R. Para algo como unas memorias tienes que crear un narrador que también tenga algo de personaje, así que es, a la vez,una voz artificial y verdadera. Tienes que encontrar un tono que guíe al lector por los hechos, o sea que, sí, se parece mucho a mí, pero quizá hablo diferente de como escribo, no lo sé. La intención es escribir literatura. Escribir me ayuda a entender mi pasado, sí. En Cosas que no quiero saber escribí por primera vez sobre mi infancia en Sudáfrica: nunca quise escribir esa historia, pero sentía que tenía que hacerlo. Le había robado a George Orwell el título “Impulso histórico”, y pensé que tenía que meterme ahí, que la manera de hablar delos años del apartheid era acercándome lo máximo posible al punto de vista de una niña –dejé Sudáfrica a los 9 años– que se pregunta quién está a salvo y quién no, en este mundo. Porque nos decían que un adulto blanco era un hombre seguro, pero lo veíamos hablando mal a los niños negros, y veíamos que no, no lo era en absoluto. Cuestionas el relato de la sociedad, y quién te dicen que es respetable. Y como niña veía que esta gente era muy inestable. Eso es lo que empezaba a entender del mundo, y al escribir sobre ello entendí mejor mi infancia. En mi obra siempre hay una pregunta sobre quién tiene el poder, y quién no lo tiene. Esta dialéctica está presente en toda mi obra.
P. Leyendo sus libros se percibe un cuestionamiento permanente de la autoridad. Ya sea el apartheid o el machismo.

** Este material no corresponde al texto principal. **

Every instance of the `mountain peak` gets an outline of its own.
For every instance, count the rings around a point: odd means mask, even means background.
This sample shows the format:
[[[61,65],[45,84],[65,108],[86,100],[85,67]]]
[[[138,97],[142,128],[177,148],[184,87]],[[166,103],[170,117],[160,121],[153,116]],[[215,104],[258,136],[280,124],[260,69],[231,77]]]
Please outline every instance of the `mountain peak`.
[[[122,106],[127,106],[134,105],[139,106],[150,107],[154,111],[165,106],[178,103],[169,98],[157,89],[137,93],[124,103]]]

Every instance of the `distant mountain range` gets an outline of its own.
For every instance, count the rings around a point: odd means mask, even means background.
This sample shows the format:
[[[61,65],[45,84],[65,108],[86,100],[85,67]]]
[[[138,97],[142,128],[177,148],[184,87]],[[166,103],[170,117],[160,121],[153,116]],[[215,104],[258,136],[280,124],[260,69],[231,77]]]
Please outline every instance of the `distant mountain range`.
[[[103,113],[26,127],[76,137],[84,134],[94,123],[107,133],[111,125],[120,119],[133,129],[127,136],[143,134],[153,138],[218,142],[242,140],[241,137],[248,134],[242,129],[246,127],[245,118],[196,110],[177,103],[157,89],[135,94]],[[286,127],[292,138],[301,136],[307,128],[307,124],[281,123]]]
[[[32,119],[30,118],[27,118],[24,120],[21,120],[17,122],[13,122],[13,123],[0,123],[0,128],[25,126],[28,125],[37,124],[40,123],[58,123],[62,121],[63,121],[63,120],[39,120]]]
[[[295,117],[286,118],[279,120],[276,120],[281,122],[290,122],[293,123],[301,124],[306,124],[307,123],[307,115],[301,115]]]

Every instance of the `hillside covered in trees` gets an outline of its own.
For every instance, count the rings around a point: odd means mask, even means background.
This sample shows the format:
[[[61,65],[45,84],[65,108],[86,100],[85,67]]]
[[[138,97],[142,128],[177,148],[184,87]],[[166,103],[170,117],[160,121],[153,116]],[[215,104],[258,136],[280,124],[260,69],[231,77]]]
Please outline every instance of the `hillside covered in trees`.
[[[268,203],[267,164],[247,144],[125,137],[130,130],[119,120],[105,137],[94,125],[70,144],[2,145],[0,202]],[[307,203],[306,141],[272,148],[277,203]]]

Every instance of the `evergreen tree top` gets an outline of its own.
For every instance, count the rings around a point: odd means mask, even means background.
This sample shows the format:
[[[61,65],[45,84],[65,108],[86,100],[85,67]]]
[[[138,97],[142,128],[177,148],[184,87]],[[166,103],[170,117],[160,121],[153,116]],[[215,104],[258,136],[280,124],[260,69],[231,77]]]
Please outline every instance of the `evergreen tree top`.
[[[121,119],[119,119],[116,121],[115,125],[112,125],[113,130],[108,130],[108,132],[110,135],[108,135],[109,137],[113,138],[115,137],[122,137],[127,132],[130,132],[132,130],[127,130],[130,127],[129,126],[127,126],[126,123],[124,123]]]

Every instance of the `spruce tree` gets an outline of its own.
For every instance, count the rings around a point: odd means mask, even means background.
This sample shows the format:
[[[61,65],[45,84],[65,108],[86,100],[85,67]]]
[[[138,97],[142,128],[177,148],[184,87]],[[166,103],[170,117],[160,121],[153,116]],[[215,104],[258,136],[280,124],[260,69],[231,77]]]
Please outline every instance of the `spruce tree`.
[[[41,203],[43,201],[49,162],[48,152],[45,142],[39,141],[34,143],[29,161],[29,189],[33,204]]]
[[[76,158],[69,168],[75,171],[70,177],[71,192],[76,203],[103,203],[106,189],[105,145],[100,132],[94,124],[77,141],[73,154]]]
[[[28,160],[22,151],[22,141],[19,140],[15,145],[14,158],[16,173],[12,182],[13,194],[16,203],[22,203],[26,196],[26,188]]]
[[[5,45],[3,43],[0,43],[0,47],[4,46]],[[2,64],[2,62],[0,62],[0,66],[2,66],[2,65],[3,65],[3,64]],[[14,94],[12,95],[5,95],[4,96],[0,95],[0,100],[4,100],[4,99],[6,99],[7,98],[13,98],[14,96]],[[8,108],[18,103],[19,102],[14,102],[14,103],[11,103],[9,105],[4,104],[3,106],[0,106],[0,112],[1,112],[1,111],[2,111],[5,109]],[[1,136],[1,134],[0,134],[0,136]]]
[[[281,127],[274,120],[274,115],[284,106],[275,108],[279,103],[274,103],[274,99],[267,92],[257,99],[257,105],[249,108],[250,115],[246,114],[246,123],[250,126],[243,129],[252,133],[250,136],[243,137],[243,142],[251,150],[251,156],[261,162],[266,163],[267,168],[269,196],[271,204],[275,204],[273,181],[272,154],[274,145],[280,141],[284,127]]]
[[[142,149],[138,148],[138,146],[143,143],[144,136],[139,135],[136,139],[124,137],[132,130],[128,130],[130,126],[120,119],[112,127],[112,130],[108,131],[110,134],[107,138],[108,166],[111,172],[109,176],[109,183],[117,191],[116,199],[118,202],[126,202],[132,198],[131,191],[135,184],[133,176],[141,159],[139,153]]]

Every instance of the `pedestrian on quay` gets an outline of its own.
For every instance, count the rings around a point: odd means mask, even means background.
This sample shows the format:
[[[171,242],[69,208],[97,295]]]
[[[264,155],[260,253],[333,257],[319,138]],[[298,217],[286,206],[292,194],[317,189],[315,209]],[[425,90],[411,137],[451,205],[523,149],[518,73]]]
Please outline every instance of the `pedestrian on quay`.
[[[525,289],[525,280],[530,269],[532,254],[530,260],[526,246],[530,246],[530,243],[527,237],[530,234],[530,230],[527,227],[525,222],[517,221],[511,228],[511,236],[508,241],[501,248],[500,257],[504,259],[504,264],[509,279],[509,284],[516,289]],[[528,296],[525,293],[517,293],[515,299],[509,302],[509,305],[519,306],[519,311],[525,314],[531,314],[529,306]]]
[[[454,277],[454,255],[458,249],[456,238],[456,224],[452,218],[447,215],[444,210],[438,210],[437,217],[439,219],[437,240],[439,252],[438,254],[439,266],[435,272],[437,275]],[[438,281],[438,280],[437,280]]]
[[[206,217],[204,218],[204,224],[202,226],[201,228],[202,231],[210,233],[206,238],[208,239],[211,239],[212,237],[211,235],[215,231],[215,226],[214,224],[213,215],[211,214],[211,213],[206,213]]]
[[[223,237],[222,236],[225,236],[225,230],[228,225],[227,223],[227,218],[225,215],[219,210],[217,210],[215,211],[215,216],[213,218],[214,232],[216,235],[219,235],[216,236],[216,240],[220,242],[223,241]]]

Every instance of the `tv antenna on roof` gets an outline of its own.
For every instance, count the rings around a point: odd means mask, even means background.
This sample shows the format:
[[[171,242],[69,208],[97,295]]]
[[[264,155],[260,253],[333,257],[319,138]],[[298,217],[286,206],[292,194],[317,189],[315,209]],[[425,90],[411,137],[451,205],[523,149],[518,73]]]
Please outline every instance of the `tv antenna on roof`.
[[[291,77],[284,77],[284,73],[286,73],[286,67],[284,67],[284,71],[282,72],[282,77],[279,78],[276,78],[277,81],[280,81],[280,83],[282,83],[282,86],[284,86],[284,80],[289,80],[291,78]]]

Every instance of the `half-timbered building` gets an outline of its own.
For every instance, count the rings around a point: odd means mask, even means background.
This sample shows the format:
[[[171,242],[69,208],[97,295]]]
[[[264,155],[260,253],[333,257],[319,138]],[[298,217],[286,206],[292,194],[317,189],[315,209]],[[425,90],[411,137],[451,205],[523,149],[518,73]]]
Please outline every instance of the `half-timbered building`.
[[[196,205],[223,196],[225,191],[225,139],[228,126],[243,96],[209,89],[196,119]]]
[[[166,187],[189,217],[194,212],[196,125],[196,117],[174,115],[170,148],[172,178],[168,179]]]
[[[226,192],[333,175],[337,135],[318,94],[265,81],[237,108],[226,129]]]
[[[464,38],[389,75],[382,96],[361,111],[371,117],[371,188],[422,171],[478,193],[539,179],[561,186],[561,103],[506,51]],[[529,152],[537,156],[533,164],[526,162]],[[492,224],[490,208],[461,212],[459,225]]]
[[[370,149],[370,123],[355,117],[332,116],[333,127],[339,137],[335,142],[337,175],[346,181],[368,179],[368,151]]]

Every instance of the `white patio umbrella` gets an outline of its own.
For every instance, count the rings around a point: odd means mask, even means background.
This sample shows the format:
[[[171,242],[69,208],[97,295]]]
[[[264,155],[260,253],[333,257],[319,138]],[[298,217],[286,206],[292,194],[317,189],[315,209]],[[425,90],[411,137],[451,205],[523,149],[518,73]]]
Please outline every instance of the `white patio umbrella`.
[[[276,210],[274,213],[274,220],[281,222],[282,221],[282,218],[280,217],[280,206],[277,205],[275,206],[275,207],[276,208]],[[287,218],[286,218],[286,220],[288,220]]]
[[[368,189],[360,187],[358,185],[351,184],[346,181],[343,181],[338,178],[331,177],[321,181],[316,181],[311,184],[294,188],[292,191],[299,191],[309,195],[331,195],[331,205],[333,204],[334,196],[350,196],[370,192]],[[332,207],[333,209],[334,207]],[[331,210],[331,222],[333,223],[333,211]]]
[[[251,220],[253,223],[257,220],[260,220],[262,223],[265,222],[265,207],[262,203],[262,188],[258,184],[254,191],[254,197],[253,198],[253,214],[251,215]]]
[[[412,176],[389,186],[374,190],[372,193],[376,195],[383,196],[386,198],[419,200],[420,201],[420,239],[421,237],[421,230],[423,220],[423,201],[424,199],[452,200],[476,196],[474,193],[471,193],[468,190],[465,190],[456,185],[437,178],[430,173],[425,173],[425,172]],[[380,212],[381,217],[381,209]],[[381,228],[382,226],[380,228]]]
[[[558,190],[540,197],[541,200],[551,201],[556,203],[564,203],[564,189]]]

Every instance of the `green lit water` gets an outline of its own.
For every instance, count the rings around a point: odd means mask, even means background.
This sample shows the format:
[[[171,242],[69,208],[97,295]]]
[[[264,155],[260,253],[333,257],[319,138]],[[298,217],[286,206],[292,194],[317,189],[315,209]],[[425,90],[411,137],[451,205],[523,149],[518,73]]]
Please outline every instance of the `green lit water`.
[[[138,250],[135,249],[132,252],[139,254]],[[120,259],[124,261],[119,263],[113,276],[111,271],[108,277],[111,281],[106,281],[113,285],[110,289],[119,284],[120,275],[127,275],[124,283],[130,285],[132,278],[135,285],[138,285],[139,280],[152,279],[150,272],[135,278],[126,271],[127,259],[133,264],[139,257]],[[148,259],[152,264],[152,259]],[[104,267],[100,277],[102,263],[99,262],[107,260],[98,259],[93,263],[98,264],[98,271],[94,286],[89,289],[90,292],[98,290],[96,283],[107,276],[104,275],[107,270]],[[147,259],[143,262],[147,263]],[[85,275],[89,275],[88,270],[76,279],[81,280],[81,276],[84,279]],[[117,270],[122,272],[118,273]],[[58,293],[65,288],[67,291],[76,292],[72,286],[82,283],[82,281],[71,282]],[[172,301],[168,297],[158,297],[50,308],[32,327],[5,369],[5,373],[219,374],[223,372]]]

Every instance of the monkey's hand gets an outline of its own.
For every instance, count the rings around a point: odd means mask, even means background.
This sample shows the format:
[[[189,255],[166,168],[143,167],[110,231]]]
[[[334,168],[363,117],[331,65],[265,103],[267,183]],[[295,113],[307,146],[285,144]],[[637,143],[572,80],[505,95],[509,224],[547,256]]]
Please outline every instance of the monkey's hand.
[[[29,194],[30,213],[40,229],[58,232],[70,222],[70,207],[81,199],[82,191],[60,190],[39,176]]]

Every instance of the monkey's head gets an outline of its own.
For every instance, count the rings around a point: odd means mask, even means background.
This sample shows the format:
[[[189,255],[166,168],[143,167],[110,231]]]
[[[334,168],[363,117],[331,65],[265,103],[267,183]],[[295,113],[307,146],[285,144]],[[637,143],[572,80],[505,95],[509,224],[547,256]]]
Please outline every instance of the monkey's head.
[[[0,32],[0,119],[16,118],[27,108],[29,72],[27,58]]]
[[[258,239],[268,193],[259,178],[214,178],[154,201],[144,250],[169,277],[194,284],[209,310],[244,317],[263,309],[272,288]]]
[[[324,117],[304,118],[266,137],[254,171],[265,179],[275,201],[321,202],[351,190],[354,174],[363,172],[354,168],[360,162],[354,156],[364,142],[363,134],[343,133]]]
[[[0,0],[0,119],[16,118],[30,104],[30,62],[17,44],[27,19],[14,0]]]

R. Siempre lo cuestionamos todo. Da igual lo grandes o pequeñas que sean las preguntas. Freud nos enseñó que si no nos hacemos preguntas, estamos deprimidos. Qué sentido tendría escribir si lo sabes todo, si estás completamente seguro de lo que sabes. Entonces tendrías que escribir un panfleto.
P. Me gustaría preguntarle por el auge de la extrema derecha en Occidente.
R. Creo que todos nos lo preguntamos. Es como si la memoria fuese muy corta. Apollinaire tiene un verso que dice “la memoria se seca antes que la sangre”. ¿Cuál es nuestro mensaje en la botella? Parece que la memoria es muy corta. Que hay mucha gente que ha sufrido por esta austeridad, que no se sienten incluidos, visibles ni escuchados sino heridos, y que en ese vacío se van a la extrema derecha, que parece ofrecer “aceite de serpiente”, en traducción literal al castellano, que es lo que decimos cuando se ofrece una supuesta poción milagrosa que promete arreglarlo todo. Parece que estemos retrocediendo a los años 30.
P. ¿Qué influencia ha tenido el cine sobre usted como narradora?
R. Sí, el cine ha sido mi gran influencia. Escribo visualmente, me gustan las imágenes, los paisajes, los primeros planos y planos generales. Esas son mis técnicas. Algunos directores de los que más he aprendido son David Lynch y, de hecho, en cierto sentido, Pedro Almodóvar, por la manera que tiene de elevar la temperatura de las emociones humanas.
P. ¿Sabe que estamos en una plaza que salía en una escena importante de Todo sobre mi madre?
R. Ah, ¿sí? Esa es una de mis películas favoritas. Solía pensar que Ingmar Bergman era el que más me gustaba, pero creo que ya no. Aprendo mucho del arco narrativo del cine, de la poesía del cine.
P. Dice que “la identidad es una máscara”. ¿Escribir es quitársela?”.
R. Escribir descubre y cubre. Hamlet lo dice mejor. Cuando está mal y alguien le pregunta qué está leyendo, contesta: “Palabras, palabras, palabras”. Todo escritor conoce esa sensación. Las palabras están ahí para descubrir, y para enmascarar.